“You will
disdain lovely singing and dancing, and martial arts, if you cut up the musical
phrase into separate notes, then ask yourself, about each one, if you are
unable to resist it. You won’t know how to answer. Do the same with dancing,
for each movement or position; the same even with martial arts. To sum up:
apart from virtue and the things that stem from it, remember to go over things
piece by piece, and by separating them come to look down on them; and carry this
over to your whole life.”
Farnsworth
describes this Stoic technique as “subtraction.” The goal is to look at
familiar things unencumbered with conventional meanings. “One has to chip away,”

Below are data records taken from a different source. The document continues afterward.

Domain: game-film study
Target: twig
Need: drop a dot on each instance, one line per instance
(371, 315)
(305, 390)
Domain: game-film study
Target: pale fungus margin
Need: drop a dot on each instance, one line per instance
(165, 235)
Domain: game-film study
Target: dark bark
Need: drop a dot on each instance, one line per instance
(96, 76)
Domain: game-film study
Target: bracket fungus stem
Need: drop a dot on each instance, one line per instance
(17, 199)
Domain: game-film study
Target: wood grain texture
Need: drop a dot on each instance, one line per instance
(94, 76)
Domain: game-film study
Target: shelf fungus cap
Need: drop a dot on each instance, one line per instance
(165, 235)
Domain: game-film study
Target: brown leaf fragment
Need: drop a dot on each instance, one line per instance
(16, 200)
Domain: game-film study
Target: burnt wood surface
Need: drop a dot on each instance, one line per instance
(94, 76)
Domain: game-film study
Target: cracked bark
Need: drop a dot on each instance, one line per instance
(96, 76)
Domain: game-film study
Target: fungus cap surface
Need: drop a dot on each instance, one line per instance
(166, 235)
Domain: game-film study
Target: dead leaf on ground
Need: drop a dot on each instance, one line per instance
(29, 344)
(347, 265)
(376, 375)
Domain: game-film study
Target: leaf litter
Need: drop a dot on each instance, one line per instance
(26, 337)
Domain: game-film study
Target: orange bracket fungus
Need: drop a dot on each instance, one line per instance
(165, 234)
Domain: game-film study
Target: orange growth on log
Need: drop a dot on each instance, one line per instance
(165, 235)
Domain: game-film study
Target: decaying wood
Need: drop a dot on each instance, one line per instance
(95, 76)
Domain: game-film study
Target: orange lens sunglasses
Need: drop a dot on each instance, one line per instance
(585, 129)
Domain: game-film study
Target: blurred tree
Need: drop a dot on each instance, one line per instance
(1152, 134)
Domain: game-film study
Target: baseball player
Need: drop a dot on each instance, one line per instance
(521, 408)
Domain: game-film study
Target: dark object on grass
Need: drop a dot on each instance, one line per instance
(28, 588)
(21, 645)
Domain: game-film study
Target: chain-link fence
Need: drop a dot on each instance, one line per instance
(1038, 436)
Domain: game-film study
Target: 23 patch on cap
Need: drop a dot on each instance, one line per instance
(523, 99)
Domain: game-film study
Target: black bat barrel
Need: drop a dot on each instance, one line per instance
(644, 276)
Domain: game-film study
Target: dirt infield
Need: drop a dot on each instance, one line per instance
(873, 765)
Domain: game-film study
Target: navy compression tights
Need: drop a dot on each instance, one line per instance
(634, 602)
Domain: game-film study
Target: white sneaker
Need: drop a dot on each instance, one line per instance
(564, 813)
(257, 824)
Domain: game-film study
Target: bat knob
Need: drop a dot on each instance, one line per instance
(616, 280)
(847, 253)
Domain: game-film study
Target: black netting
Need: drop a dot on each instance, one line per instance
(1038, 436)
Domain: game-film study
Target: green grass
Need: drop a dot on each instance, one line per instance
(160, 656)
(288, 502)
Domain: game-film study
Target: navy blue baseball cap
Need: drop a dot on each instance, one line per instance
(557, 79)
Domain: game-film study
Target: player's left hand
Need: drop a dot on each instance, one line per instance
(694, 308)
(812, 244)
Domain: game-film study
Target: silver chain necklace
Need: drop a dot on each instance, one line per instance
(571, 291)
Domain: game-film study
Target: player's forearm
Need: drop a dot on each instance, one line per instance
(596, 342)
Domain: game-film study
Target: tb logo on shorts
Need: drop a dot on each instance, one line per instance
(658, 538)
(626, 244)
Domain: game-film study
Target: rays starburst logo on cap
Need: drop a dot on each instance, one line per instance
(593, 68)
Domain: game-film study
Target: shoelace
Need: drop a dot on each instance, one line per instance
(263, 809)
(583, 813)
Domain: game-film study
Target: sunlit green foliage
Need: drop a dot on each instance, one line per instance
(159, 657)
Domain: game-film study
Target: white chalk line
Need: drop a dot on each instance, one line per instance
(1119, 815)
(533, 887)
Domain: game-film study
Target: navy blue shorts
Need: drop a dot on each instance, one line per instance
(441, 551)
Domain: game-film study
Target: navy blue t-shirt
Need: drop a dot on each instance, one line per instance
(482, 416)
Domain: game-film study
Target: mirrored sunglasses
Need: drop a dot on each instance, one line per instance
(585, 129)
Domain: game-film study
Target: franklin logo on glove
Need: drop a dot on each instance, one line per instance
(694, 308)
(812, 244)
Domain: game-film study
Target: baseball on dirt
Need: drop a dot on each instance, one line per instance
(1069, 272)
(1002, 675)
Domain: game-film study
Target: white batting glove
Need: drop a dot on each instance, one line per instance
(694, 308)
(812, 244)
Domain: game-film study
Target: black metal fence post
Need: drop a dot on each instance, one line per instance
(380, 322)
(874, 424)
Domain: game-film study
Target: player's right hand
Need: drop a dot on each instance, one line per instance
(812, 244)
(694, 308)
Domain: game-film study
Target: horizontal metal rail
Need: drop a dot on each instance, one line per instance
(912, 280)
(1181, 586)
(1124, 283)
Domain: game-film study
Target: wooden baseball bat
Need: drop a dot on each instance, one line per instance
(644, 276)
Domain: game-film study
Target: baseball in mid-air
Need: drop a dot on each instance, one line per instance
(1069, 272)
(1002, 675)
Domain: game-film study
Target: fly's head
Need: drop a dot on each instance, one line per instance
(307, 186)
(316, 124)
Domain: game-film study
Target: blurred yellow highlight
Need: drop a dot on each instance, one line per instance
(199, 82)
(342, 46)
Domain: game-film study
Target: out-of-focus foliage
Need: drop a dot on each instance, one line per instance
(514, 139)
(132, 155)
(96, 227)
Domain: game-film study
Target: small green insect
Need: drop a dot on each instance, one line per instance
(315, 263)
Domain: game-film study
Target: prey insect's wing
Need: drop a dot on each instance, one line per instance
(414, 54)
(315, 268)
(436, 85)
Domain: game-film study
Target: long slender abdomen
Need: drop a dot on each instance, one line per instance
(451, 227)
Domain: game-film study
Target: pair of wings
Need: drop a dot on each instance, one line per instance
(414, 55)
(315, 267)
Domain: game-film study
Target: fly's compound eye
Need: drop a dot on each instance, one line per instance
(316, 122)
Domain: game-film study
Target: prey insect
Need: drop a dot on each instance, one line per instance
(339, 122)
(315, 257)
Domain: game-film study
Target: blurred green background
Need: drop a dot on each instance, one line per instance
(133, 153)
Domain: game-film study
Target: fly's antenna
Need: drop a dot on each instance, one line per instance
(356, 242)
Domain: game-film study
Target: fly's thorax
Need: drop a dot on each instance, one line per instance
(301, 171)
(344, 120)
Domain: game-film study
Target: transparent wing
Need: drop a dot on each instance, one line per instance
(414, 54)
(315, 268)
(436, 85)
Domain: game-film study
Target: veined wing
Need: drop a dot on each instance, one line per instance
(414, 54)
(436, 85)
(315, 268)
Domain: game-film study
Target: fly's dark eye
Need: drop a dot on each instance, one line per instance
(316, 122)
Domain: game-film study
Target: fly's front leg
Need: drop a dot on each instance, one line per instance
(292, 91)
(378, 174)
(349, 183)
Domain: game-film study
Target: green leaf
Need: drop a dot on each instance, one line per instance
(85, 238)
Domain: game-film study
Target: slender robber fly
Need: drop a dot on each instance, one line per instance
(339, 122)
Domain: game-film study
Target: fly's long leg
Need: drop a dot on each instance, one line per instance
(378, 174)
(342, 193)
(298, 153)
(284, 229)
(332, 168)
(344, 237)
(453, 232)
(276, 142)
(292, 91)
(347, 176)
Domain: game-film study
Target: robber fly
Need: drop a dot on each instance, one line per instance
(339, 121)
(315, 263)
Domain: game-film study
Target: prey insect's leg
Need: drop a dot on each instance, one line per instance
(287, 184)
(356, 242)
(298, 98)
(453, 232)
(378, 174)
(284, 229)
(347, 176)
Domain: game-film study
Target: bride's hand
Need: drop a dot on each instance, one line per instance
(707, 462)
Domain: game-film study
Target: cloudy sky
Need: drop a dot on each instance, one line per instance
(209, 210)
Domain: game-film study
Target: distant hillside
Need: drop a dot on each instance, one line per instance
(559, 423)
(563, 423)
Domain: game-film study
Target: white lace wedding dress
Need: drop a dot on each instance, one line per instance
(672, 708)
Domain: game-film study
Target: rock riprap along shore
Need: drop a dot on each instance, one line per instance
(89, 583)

Farnsworth writes, “at the romance or horror or other story that has been
overlaid onto the thing, and to distinguish between what it is and what it is
called.” To the stoics, we live in misjudgment. We see things falsely and as a
result they enslave us. We are hostages to ignorance and distorted perceptions,
and are urged to regard externals with detachment. We ought not to fret about
things outside our control – a thought hardly unique to Stoicism. Marcus
Aurelius suggests a sort of literal vision, seeing the parts over the whole,
for in the whole resides the customary meanings. I can see how this would be
useful when we are strictly observers, not caught in the flux of daily reality.
To look at dance the way Marcus Aurelius suggests would reduce it to a species
of epileptic seizure, a clutch of movements only spasmodically related, which
is helpful neither to the dancers nor their audience.
Back to pankration. Farnsworth glosses the
passage quoted above: “By ‘martial arts’ he was referring to pankration, which
was roughly what we would now call ultimate fighting or mixed martial arts. It
was an Olympic event.” Sounds more like barroom brawling or plain old dirty,
below-the-belt fighting, without the niceties of Marquis of Queensbury rules.
For some reason, the OED doesn’t
recognize pankration; instead, it gives
pancratium, the Latin form of the
older Greek word. The definition is straightforward and a little evasive: “A
sporting contest combining wrestling and boxing.”